MLA for Queens
- In office 1945–1953
- Preceded by: Harry Dennis Madden
- Succeeded by: W. S. Kennedy Jones

Personal details
- Born: May 8, 1905 East Jordan, Nova Scotia
- Died: June 13, 2004 (aged 99)
- Party: Nova Scotia Liberal Party

= Merrill D. Rawding =

Canadian politician

Merrill Denzil Rawding (May 8, 1905 – June 13, 2004) was a Canadian politician. He represented the electoral district of Queens in the Nova Scotia House of Assembly from 1945 to 1953. He was a member of the Nova Scotia Liberal Party.

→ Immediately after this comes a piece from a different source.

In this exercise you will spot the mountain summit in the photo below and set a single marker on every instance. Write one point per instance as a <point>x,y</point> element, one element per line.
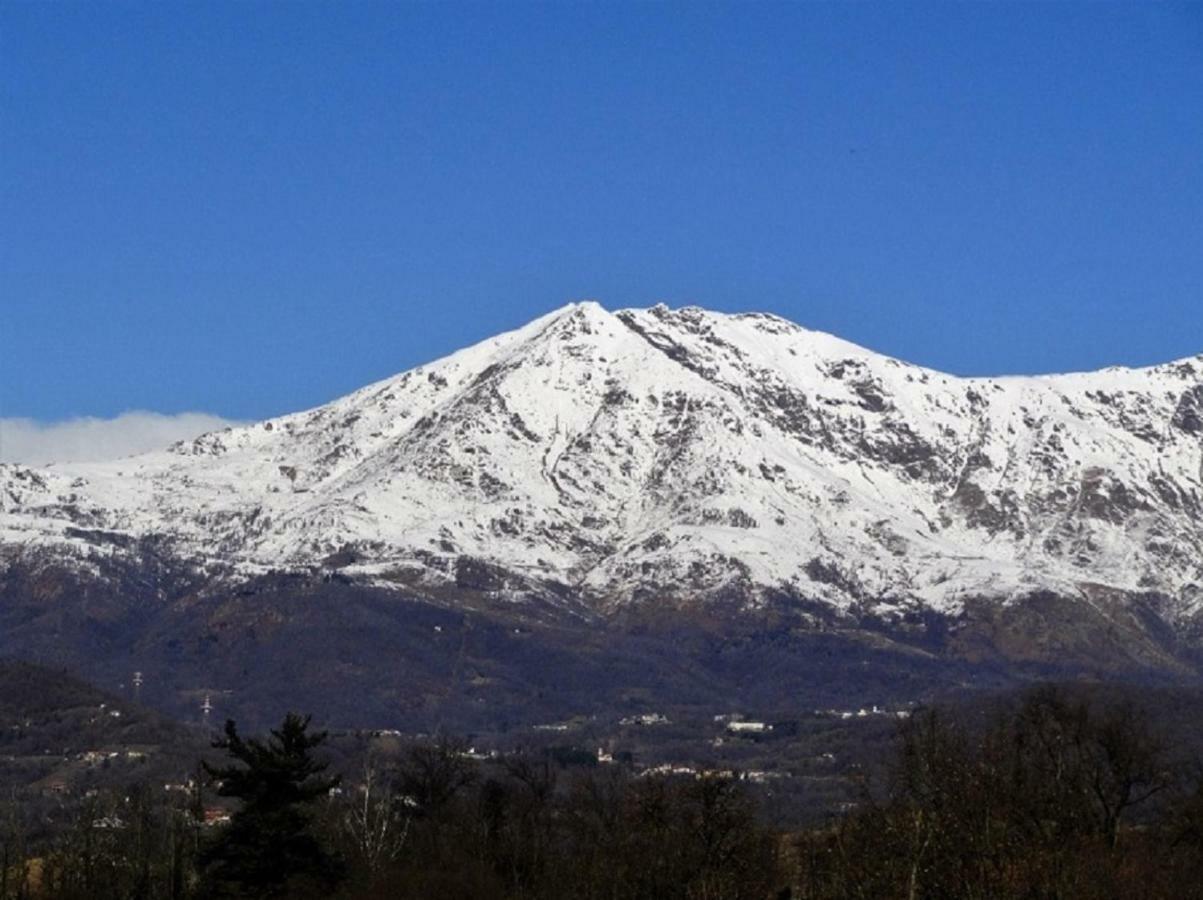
<point>679,456</point>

Born in 1905 at East Jordan, Nova Scotia, Rawding was the son of Thomas Melbourne and Sara Jane Whitman (Cameron) Rawding. He married Elizabeth Spurr. He entered provincial politics in the 1945 election, winning the Queens riding by 341 votes. In July 1947, Rawding was appointed to the Executive Council of Nova Scotia as Minister of Highways and Public Works. He was re-elected in the 1949 election. Rawding was defeated by Progressive Conservative W. S. Kennedy Jones when he ran for re-election in 1953. Rawding ran again in the 1956 election, but Jones was re-elected by 93 votes. Rawding died on June 13, 2004.